Libérez Panahi et Polanski !

 

par Franck Nouchi

 

LEMONDE | 13.05.10

 

Sur la scène de l'auditorium Louis-Lumière, un fauteuil est vide. Jafar Panahi n'était pas hier soir, parmi les membres du jury du 63e Festival de Cannes présidé par Tim Burton. Lion d'or à la Mostra de Venise en 2000 pour Le Cercle, Léopard d'or en 1997 à Locarno pour Le Miroir, Ours d'argent à la Berlinale en 2006 pour Hors-jeu, deux fois récompensé à Cannes (Le Ballon blanc, Prix de la Caméra d'or 1995, et L'Or pourpre, Prix du jury - Un certain regard, en 2003), il est détenu, vraisemblablement à la prison d'Evin, à Téhéran, accusé par les autorités iraniennes d'avoir "préparé un film contre le régime portant sur les événements post-électoraux".

 

Tapis rouge, paillettes, flashs des photographes, un zest d'Hollywood, avec Cate Blanchett et Russell Crowe en Robin des bois. Et ce fauteuil resté vide qui disait qu'il serait impossible de savourer pleinement ce festival. D'autant qu'il y avait un autre grand absent : Roman Polanski, en instance d'extradition de la Suisse vers les Etats-Unis et toujours placé en résidence surveillée dans son chalet de Gstaad. Il y a quelques jours, le réalisateur du Pianiste avait publié sur le site de La Règle du jeu un texte intitulé "Je ne peux plus me taire". On y apprenait que, le 26 février dernier, Roger Gunson, le procureur chargé d'instruire l'affaire pour laquelle il avait été condamné il y a trente-trois ans, avait déclaré sous serment que Roman Polanski avait exécuté, au pénitencier de Chino, l'intégralité de la peine décidée par le juge Rittenband en 1977.

 

La veille de l'ouverture du Festival, plusieurs cinéastes, parmi lesquels Jean-Luc Godard, Agnès Varda et Bertrand Tavernier, ont rendu publique une pétition, "Cannes avec Polanski", dans laquelle ils disent notamment ceci : "Conscients de quelques règles de droit élémentaires telle l'impossibilité de juger et de condamner un homme deux fois pour le même délit, conscients de ce que la demande d'extradition formulée par les Etats-Unis est fondée sur un mensonge, (nous en appelons) aux autorités helvétiques en les adjurant de ne pas croire sur parole le gouverneur Schwarzenegger et ses procureurs."

 

En Iran et aux Etats-Unis, pour des raisons certes totalement différentes, le cinéma est ainsi bâillonné.

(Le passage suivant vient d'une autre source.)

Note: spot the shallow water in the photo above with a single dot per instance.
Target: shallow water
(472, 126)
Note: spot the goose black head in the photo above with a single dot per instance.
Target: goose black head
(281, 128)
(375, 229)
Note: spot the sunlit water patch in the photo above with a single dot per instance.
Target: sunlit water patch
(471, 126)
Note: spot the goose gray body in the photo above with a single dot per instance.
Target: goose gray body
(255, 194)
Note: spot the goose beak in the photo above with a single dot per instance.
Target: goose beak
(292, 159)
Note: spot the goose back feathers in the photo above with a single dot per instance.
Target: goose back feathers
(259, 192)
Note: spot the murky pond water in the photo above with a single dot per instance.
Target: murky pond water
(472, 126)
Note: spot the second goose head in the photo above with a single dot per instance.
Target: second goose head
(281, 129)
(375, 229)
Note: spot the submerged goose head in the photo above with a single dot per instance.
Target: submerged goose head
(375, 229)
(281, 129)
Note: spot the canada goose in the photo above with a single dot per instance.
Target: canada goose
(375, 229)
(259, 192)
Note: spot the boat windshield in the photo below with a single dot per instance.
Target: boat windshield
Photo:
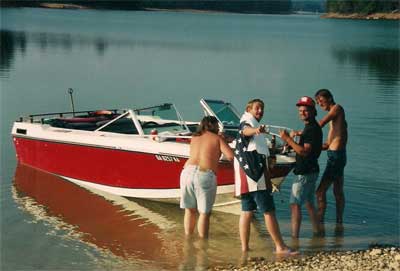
(225, 113)
(163, 118)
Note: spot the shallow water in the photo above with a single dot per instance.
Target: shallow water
(119, 59)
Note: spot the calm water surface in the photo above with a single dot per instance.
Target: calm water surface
(118, 59)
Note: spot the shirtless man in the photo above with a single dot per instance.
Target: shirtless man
(336, 148)
(198, 178)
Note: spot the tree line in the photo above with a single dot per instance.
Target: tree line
(362, 6)
(237, 6)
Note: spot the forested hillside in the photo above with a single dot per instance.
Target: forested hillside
(362, 6)
(238, 6)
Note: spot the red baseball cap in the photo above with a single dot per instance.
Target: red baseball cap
(306, 101)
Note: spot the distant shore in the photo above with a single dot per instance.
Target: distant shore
(395, 15)
(359, 16)
(379, 258)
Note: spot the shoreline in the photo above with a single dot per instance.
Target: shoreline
(376, 258)
(395, 15)
(359, 16)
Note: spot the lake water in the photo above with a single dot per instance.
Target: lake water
(120, 59)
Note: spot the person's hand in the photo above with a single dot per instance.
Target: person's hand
(283, 134)
(260, 129)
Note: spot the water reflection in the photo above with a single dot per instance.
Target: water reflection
(10, 43)
(93, 219)
(380, 63)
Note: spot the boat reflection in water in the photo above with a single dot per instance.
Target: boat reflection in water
(137, 234)
(124, 228)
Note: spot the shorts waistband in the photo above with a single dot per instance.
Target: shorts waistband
(196, 167)
(206, 170)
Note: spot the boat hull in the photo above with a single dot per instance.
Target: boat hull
(120, 171)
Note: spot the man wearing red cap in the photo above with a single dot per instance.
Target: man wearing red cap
(336, 151)
(307, 169)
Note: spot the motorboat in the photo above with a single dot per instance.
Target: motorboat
(136, 153)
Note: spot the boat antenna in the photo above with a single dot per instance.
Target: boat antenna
(71, 91)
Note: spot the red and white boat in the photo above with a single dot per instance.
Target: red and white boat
(135, 153)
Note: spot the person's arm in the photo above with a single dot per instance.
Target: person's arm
(225, 149)
(300, 150)
(250, 131)
(332, 114)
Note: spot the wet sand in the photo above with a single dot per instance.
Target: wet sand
(378, 258)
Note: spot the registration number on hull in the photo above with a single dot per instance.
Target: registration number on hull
(167, 158)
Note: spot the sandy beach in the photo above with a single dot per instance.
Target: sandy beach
(377, 258)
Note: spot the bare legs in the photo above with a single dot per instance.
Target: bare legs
(272, 227)
(244, 229)
(339, 196)
(189, 222)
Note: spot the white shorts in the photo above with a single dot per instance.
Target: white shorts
(198, 189)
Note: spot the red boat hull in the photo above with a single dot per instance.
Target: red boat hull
(112, 167)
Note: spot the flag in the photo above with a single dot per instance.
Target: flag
(249, 165)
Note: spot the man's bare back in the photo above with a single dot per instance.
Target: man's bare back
(206, 149)
(337, 135)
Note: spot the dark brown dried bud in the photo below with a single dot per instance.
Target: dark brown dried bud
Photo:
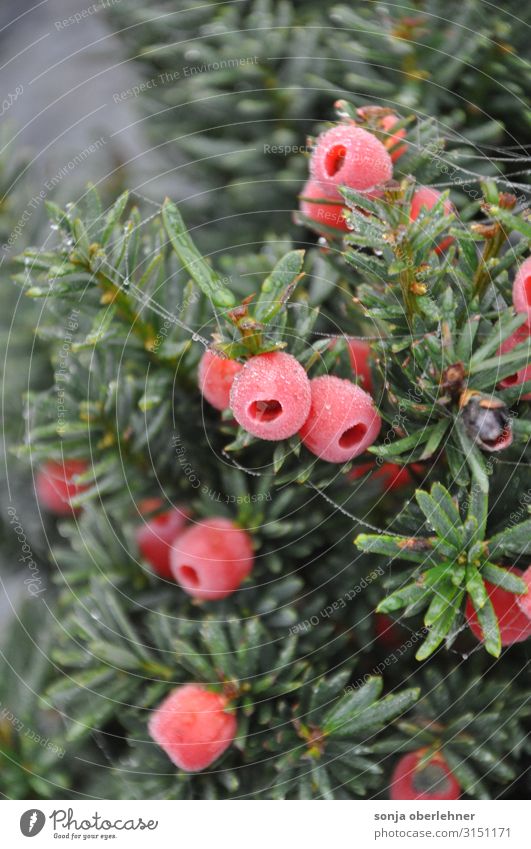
(487, 421)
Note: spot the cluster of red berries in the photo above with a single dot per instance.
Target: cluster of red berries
(348, 155)
(208, 559)
(272, 398)
(522, 304)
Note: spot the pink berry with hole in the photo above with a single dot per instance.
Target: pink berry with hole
(320, 208)
(215, 377)
(270, 396)
(55, 485)
(522, 289)
(212, 558)
(350, 156)
(425, 199)
(359, 353)
(342, 422)
(156, 535)
(423, 778)
(193, 727)
(521, 334)
(391, 143)
(524, 600)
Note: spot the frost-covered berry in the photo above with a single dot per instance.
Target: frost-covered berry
(524, 600)
(359, 353)
(193, 727)
(350, 156)
(432, 780)
(391, 143)
(215, 376)
(212, 558)
(55, 485)
(322, 208)
(425, 198)
(520, 335)
(515, 625)
(270, 397)
(522, 289)
(156, 535)
(342, 421)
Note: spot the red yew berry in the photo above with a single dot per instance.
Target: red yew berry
(323, 211)
(359, 353)
(342, 421)
(521, 334)
(390, 475)
(215, 377)
(155, 536)
(391, 143)
(429, 781)
(515, 625)
(524, 600)
(522, 289)
(212, 558)
(193, 727)
(270, 397)
(55, 485)
(425, 198)
(350, 156)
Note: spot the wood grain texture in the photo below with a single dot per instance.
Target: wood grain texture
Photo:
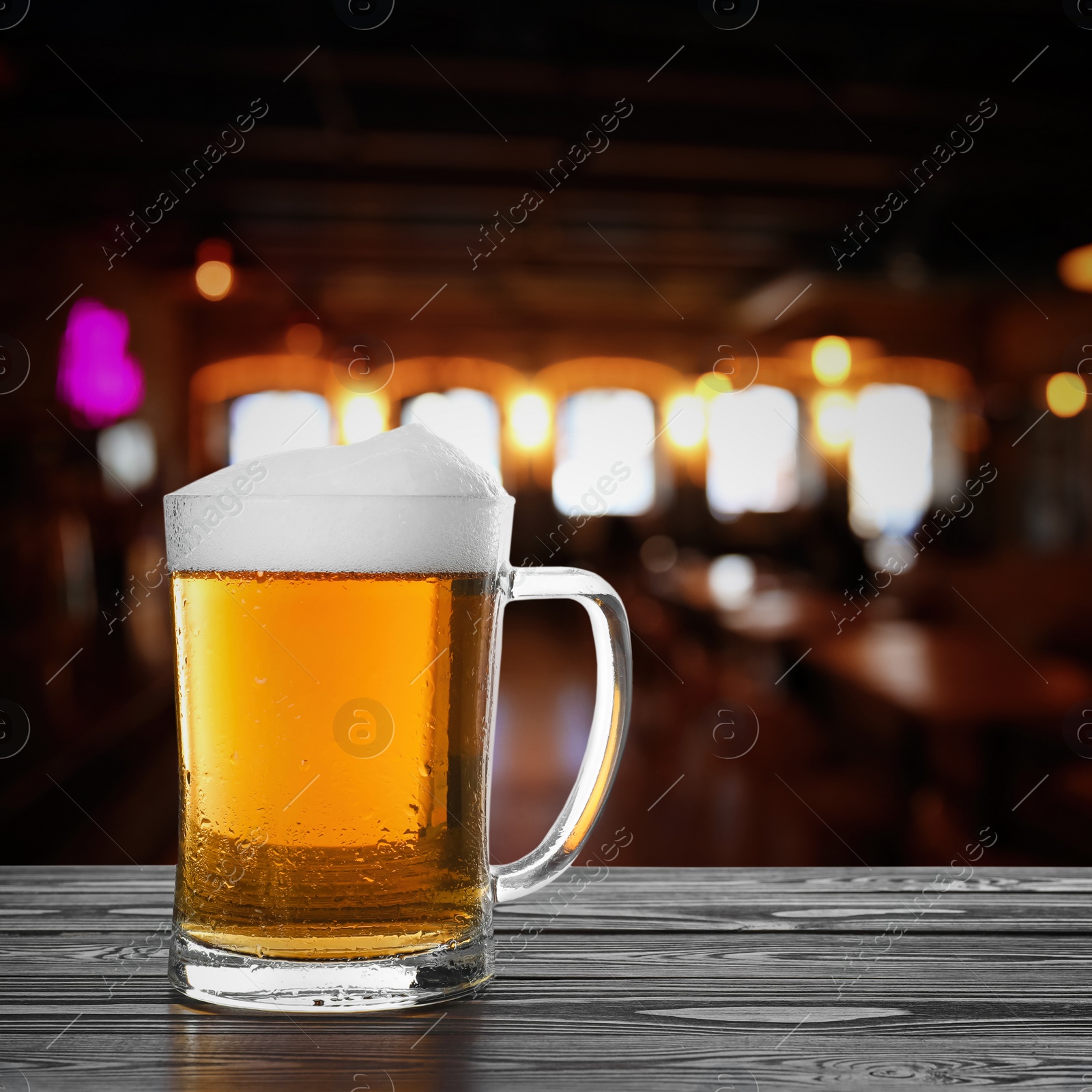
(651, 979)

Et surtout que l'on ne vienne pas imputer cette mobilisation au fait que ces deux créateurs seraient des privilégiés, protégés par leur statut de cinéastes reconnus. Bien au contraire, si la liberté de Panahi et de Polanski est aujourd'hui à ce point entravée, c'est parce qu'ils sont victimes de ce qu'ils sont : d'immenses artistes.